Since the characterization of the region distal to IDS gene and the discovering of its pseudogene IDSP1, many rearrangements due to intrachromosomal recombinational events between the homologous regions of IDS and IDSP1 have been reported. However, the relative high number of patients with no variants detected (241; 8.6%), reported in this study, as well as in our direct experience, arise the suspect that some recombinational events are still being missed by the standard molecular analysis. Indeed, being these recombinations balanced rearrangements, they are not detected by simple exons sequencing and they require additional approaches such as the rapid RFLP analysis protocol set by Lualdi et al. [53]. This should be a pivotal aspect to take into consideration when approaching the diagnosis of a Hunter patient. In addition, some undetected variants might be deep intronic variants that would be revealed only through second-level molecular analyses. Finally, the molecular analysis of IDS gene should not avoid to consider the promoter region of the gene, where a 128 bp deletion was detected in a few mild patients [54, 55].

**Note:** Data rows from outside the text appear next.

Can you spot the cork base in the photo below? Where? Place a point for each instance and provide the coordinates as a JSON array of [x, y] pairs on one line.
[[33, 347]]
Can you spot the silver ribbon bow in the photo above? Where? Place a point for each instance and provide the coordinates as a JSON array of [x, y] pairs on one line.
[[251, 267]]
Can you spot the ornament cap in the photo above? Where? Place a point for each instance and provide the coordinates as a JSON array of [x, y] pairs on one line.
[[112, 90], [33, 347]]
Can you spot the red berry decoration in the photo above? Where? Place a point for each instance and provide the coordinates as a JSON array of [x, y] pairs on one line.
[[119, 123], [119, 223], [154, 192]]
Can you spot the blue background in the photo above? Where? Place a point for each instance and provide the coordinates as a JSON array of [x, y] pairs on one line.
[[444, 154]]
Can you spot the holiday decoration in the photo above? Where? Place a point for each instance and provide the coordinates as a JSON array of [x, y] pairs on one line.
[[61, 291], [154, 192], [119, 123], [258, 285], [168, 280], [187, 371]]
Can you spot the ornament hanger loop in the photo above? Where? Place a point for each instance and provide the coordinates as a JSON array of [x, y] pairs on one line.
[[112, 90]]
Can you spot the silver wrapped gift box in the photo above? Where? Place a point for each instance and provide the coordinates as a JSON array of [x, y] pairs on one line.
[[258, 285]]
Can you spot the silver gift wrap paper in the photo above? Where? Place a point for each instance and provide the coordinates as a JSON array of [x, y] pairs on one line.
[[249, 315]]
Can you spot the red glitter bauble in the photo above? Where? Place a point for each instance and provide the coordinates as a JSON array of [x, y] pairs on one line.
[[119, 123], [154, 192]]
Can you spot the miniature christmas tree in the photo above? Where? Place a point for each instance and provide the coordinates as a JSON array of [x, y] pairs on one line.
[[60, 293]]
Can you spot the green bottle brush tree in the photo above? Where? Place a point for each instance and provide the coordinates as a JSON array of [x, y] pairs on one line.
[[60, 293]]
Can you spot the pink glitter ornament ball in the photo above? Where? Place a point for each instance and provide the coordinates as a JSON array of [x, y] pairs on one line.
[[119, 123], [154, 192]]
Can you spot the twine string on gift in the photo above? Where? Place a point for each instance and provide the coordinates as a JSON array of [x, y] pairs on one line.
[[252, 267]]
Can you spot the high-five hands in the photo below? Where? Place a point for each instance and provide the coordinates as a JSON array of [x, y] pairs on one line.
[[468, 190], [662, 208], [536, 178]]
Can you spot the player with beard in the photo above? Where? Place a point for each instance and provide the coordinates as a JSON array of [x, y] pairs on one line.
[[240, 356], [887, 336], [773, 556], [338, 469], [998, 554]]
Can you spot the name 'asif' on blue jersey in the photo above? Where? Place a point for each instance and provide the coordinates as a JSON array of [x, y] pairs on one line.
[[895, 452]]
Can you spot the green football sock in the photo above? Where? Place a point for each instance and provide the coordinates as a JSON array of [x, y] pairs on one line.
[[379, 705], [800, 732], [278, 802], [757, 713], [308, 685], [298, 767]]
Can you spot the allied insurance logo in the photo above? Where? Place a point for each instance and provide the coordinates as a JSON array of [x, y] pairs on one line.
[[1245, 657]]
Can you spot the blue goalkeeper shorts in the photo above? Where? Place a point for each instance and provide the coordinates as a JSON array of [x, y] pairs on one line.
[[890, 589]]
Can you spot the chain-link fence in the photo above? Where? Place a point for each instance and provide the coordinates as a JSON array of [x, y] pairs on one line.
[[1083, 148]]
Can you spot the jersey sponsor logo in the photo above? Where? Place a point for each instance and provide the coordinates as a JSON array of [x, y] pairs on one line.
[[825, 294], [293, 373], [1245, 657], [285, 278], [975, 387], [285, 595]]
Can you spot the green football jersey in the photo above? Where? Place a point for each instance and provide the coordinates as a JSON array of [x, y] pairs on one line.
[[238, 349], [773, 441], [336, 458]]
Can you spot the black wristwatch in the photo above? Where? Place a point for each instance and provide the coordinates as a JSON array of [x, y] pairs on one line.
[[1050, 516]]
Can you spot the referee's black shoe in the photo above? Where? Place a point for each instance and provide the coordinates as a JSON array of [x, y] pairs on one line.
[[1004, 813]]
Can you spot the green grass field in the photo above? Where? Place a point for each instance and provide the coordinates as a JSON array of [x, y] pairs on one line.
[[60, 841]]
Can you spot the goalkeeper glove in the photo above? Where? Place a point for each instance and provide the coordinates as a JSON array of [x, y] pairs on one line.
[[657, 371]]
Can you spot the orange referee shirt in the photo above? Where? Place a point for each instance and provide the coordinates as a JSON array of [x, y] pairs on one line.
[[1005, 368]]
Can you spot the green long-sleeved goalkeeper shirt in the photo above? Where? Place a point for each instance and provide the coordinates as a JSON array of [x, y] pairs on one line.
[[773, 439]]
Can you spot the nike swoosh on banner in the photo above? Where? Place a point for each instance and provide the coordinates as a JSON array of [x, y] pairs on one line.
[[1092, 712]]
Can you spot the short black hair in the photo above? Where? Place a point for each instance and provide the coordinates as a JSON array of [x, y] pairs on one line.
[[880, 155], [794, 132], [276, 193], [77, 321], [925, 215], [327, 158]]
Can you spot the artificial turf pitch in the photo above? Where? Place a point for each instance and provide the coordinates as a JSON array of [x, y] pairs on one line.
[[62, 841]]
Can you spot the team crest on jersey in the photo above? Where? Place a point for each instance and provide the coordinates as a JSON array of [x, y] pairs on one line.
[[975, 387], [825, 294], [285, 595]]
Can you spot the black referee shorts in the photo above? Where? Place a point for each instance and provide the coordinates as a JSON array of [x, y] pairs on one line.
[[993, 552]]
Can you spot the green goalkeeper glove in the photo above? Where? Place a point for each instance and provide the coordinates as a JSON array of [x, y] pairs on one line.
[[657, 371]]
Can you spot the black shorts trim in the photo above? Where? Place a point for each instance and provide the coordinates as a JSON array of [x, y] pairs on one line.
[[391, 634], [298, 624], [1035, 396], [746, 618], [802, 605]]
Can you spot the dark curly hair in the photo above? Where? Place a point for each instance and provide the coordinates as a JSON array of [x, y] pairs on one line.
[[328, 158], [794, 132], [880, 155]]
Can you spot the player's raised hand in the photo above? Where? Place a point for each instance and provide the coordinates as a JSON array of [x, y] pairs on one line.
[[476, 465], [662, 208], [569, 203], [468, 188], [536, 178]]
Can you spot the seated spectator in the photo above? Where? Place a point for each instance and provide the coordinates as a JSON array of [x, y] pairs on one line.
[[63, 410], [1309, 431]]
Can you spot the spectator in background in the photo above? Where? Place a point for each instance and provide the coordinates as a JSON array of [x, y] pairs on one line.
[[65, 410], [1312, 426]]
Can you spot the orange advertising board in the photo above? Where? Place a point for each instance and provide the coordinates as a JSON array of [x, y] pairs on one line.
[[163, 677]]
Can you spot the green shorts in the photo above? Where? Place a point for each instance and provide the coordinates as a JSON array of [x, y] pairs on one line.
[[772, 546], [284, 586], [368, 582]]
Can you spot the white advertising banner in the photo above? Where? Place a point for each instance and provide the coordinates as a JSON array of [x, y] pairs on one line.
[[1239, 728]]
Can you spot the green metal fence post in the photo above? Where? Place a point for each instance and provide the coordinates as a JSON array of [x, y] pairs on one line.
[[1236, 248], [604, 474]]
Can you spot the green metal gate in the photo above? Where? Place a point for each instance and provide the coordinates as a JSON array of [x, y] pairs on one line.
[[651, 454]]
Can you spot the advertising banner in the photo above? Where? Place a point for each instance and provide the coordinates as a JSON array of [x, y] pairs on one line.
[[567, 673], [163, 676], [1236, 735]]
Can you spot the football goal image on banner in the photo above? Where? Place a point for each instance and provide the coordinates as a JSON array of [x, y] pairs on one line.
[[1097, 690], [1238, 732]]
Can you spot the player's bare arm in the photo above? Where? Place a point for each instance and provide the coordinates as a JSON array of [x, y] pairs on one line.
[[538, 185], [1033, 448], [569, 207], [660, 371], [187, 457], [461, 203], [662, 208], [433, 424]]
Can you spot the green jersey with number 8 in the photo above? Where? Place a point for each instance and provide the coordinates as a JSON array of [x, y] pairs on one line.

One additional problem may be represented by the fact that often variants already published are under-reported in the following publications, being considered of limited or no interests for the readers. Such an approach represents a bias in the overall variant analysis, and it is a common problem of several genetic diseases. It causes an underestimate of the frequency of each variant in the general population, as well as in specific ethnic groups. Variants already described, identified in new subjects/families, should at least be communicated to open databases, with some essential demographic, geographical and clinical information. This would certainly change the overall molecular scenario.

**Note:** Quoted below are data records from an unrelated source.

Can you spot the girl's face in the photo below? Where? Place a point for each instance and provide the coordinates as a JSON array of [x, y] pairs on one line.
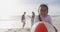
[[43, 11]]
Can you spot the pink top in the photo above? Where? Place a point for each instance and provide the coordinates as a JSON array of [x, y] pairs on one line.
[[46, 19]]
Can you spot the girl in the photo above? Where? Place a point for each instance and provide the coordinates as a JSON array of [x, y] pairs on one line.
[[43, 15]]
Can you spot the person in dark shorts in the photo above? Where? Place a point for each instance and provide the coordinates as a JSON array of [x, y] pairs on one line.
[[23, 19]]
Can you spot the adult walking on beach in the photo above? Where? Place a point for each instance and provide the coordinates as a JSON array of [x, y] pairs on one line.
[[23, 19]]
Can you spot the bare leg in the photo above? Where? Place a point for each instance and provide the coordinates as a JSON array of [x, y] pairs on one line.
[[23, 24]]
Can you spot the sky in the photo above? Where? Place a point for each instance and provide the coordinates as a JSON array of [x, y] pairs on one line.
[[32, 5], [17, 7]]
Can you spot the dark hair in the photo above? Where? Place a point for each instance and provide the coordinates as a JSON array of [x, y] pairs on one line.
[[44, 6]]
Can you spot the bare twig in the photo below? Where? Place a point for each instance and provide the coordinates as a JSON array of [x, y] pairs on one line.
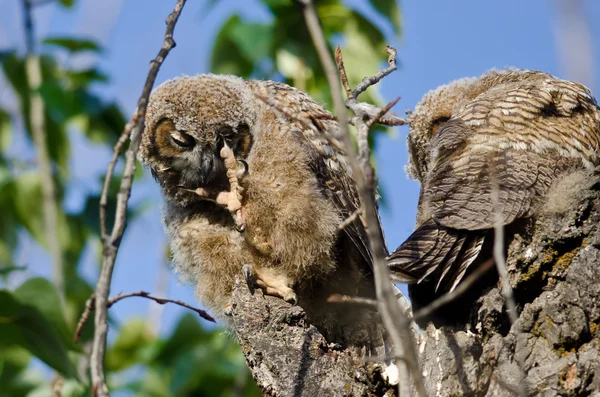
[[456, 293], [348, 221], [382, 113], [89, 307], [338, 298], [111, 243], [37, 114], [394, 318], [110, 171], [372, 80]]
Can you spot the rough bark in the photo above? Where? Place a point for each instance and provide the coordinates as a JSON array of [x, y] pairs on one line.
[[289, 357], [555, 273], [554, 269]]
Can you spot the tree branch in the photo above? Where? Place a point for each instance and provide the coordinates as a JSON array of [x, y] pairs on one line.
[[394, 318], [89, 308], [111, 243]]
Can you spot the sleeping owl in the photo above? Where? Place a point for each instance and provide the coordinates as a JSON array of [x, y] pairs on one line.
[[295, 191], [516, 135]]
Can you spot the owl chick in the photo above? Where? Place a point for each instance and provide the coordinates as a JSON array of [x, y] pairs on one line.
[[486, 147], [296, 192]]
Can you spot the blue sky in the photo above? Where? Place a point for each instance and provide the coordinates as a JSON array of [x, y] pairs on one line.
[[441, 41]]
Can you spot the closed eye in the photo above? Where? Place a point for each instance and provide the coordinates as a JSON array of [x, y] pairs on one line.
[[182, 139], [437, 123]]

Finally, to reduce the risk of variants misreporting, all IDS variants should be annotated according to the most recent HGVS nomenclature (Version 20.05), thus allowing an unambiguous and consistent description. To this aim, several in silico tools are available that may support in variants annotating (i.e. Mutalyzer -Name Checker, Variant Validator).

Future perspectives

As presented in this review, IDS is a gene prone to mutate, with more than half variants described in only one family (‘private mutations’). Furthermore, due to the presence of the pseudogene, sharing long sequences with the gene, which favors recombination events, additional genomic changes arise from this phenomenon, often generating genetic alterations difficult to properly define, due to boundaries undefined at nucleotide level. According to our records, patients carrying variants due to events of intrachromosomal recombination so far described account for 180 subjects. A deeper genomic investigation on these variants, as well as on other complex rearrangements or gross gene alterations, should be performed in the light of the new diagnostic approaches, available and more widely used in the last 10–15 years, as the whole genome or the whole exome sequencing analyses or others, depending on the query to be solved.

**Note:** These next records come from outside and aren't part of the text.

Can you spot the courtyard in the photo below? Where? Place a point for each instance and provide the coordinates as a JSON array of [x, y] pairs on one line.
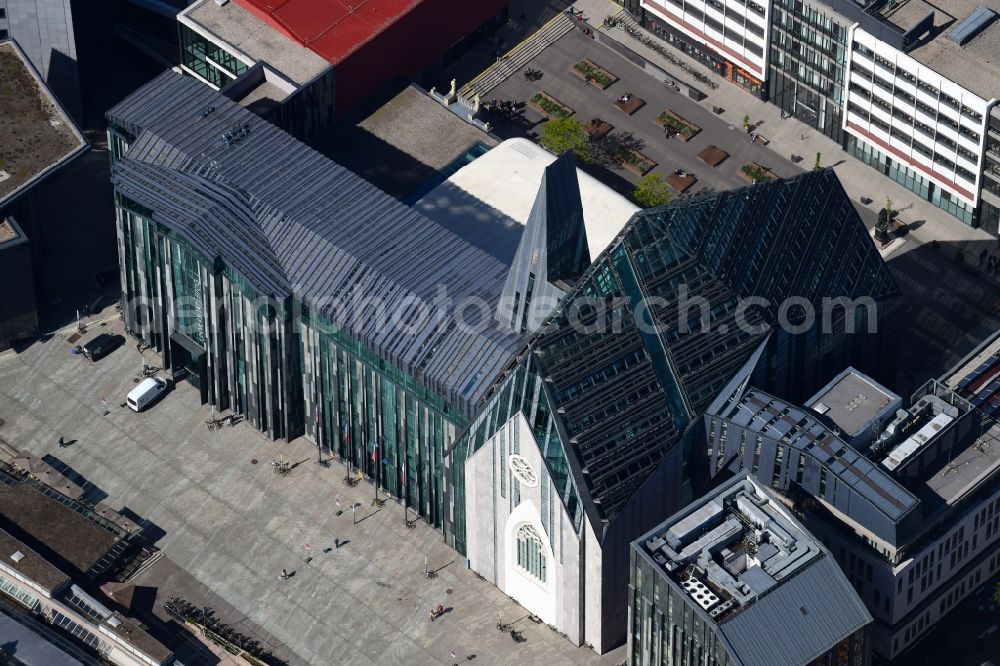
[[638, 129], [228, 525]]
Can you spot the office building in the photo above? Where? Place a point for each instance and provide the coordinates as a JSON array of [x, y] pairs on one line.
[[911, 515], [595, 434], [18, 309], [906, 87], [257, 269], [290, 290], [730, 37], [806, 67], [917, 106], [856, 407], [989, 205], [297, 64], [37, 138], [55, 549], [733, 579]]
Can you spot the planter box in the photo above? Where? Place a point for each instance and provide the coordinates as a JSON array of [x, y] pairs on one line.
[[685, 130], [598, 130], [599, 77], [549, 106], [635, 161], [755, 173]]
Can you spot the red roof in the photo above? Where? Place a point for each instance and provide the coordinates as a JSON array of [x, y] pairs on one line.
[[333, 29]]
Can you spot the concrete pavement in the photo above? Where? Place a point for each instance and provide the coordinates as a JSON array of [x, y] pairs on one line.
[[785, 136], [230, 525]]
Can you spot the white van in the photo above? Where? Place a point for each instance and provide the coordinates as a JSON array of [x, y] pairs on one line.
[[145, 393]]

Update and correct classification of variants characterizing complex genes as IDS results very difficult to perform, but also extremely useful, helping to describe a scenario of the gene complexity and providing an updated summary, to be used for diagnostic purposes and in genetic counseling.

Being Hunter syndrome one of the most common LSDs, accounting in some countries for almost half of all MPS cases [56], the inclusion of the disease within the newborn screenings, followed by a second-tier test for confirmation, would be desirable, allowing an early identification of the patients, who still mostly suffer from delayed diagnosis.

An increased reporting of the identified IDS variants in public databases should be encouraged, favoring the exchange of information between different laboratories and reference centres, progressively helping a correct and timely molecular diagnosis, and preventing misdiagnoses.